Let $S$ be a set of $c$ elements sampled uniformly at random from the set $\{a_{1}, a_{2}, \cdots, a_{t}\}$, and $0 \leq \delta \leq 1$.
Let $X$ be a random variable that counts the number of elements in $S$ with rank strictly less than $\lfloor \delta t \rfloor$. Prove that $\delta c - \frac{2c}{t} \leq E[X] \leq \delta k$ in the case of both sampling without replacement and with replacement.

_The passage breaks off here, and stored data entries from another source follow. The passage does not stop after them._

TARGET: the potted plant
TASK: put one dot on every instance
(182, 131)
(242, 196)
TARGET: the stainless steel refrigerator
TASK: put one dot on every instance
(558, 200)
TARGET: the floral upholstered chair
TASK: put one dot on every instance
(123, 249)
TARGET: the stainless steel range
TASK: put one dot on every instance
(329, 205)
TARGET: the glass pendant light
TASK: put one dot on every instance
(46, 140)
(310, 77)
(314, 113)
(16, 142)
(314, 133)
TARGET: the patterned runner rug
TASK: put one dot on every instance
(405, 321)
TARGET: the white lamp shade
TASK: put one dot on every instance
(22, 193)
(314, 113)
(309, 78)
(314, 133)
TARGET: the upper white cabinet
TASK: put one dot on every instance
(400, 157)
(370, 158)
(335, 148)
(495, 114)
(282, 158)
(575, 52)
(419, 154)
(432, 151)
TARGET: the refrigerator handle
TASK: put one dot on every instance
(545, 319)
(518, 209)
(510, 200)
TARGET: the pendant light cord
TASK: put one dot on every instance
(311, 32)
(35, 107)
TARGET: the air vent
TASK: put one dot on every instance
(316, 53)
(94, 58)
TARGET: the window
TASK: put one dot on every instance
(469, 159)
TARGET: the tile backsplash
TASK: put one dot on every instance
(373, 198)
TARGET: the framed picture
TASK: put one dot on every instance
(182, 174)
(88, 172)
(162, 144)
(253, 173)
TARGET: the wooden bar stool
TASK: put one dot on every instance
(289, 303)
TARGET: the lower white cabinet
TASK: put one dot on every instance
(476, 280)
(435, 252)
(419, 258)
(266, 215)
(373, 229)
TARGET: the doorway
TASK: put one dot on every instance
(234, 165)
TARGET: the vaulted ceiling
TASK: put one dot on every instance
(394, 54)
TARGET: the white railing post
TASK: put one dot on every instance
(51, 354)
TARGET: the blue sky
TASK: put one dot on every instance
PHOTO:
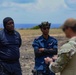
(36, 11)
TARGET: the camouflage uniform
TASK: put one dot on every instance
(65, 56)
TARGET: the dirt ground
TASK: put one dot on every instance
(26, 50)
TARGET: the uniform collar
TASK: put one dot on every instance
(43, 39)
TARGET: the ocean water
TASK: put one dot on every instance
(18, 26)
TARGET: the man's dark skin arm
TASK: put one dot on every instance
(42, 51)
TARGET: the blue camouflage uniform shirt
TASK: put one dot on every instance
(41, 42)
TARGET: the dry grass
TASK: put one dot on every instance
(30, 32)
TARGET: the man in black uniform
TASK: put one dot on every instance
(44, 46)
(10, 42)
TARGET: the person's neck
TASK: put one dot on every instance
(45, 36)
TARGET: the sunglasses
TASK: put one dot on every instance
(44, 28)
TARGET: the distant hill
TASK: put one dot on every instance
(18, 26)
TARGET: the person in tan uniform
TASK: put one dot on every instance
(65, 63)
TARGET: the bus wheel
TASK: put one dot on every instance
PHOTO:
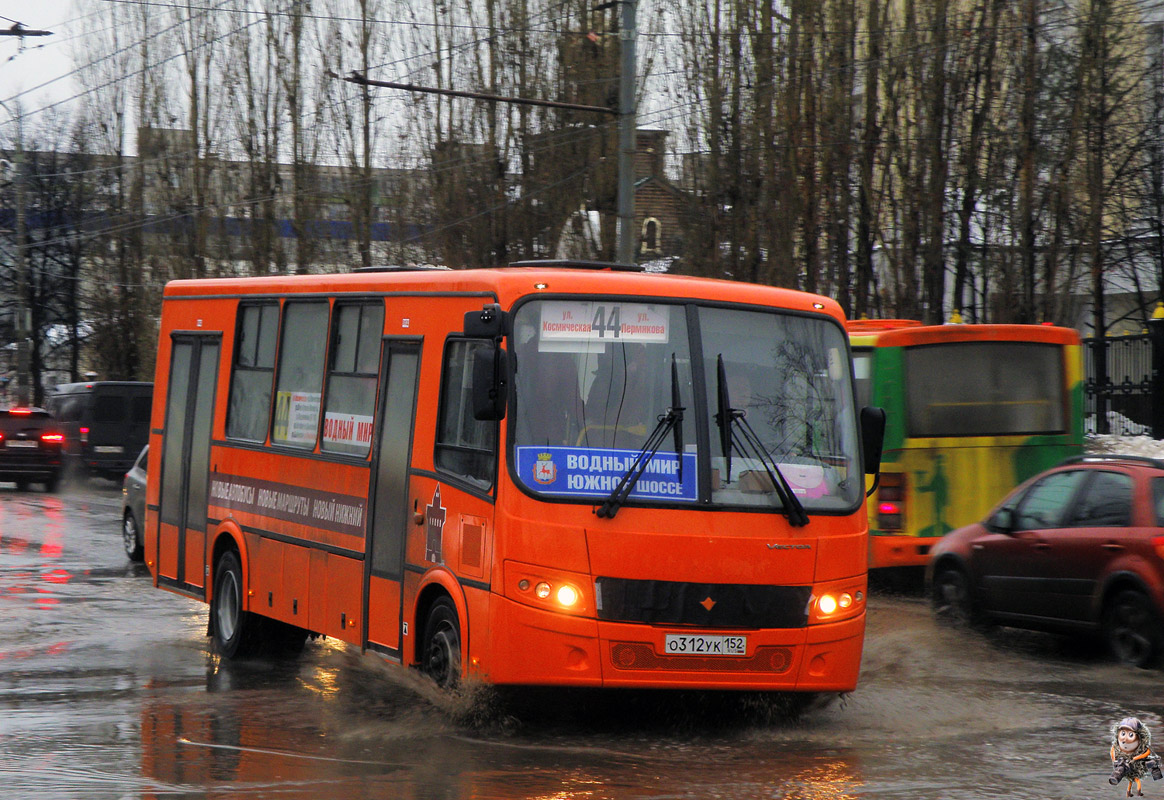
(951, 597)
(129, 537)
(441, 655)
(233, 628)
(1131, 629)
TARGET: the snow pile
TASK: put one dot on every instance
(1118, 423)
(1123, 445)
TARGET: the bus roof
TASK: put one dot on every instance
(914, 333)
(86, 386)
(506, 284)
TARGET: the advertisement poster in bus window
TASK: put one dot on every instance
(352, 430)
(591, 472)
(296, 417)
(574, 321)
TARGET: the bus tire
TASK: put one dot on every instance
(235, 631)
(440, 656)
(951, 597)
(1133, 629)
(130, 537)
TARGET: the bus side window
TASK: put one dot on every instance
(300, 374)
(465, 446)
(254, 369)
(356, 332)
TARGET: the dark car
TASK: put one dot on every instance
(133, 507)
(106, 423)
(30, 447)
(1078, 549)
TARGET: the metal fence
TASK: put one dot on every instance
(1123, 402)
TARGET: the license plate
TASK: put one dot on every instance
(697, 644)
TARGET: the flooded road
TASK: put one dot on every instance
(107, 689)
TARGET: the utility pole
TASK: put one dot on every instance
(20, 314)
(625, 112)
(23, 393)
(22, 333)
(626, 122)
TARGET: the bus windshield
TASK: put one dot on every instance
(594, 377)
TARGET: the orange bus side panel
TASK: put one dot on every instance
(168, 551)
(265, 577)
(196, 557)
(384, 611)
(345, 583)
(317, 611)
(297, 585)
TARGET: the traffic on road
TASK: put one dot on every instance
(112, 689)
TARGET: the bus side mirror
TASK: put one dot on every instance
(490, 370)
(489, 323)
(872, 438)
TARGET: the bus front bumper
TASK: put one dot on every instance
(533, 646)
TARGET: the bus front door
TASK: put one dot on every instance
(185, 462)
(390, 512)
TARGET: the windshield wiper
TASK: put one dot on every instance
(668, 423)
(736, 432)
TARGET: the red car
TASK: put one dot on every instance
(1078, 549)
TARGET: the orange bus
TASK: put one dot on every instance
(972, 410)
(552, 473)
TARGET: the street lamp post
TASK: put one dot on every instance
(21, 266)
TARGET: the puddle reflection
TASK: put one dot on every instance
(334, 726)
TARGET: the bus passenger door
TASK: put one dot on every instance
(185, 462)
(390, 512)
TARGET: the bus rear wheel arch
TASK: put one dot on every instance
(241, 634)
(439, 653)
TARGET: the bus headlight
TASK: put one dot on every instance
(832, 602)
(551, 589)
(567, 595)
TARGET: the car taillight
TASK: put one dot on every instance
(1158, 545)
(891, 502)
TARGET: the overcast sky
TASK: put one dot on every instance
(29, 62)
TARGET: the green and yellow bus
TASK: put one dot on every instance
(972, 411)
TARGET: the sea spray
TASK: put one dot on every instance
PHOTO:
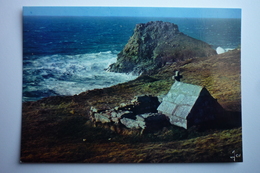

Here's my approach, suppose it's the case that sampling without replacement: Let $X_{i}= \begin{cases}1 &\text{if i-th element we picked has rank < $\lfloor \delta t \rfloor$}\\ 0 &\text{otherwise} \end{cases}$
Thus $X =\sum_{i=1}^{c} X_{i}$, then $E[X] = \sum_{i=1}^{c} E[X_{i}] = c P(X_{i}) = cP(ith \ element \ we \ pick\ has \ rank < \lfloor \delta t \rfloor) = c\frac{\delta t -1}{t} \leq \delta c$
I guess this part proves the upper bound of the expected value if I'm not mistaken?
However, I am wondering how to prove the lower bound of the expected value and the case of sampling with replacement?
Update: I think I might figure out the lower bound as well but welcome for having any thoughts/suggestions/advices or pointing out any mistakes.
Suppose now we're sampling with replacement, we will need to sample c times from the set $\{a_{1}, \cdots, a_{t}\}$. In each sample trial, the probability of picking element with rank $<\lfloor \delta t \rfloor$ is $\frac{\delta t -1}{t}$. so $E[X] = c\frac{\delta t -1}{t} =\frac{c\delta t -c}{t} \geq \frac{c\delta t -c-c}{t} = c\delta - \frac{2c}{t}$. This proves the lower bound.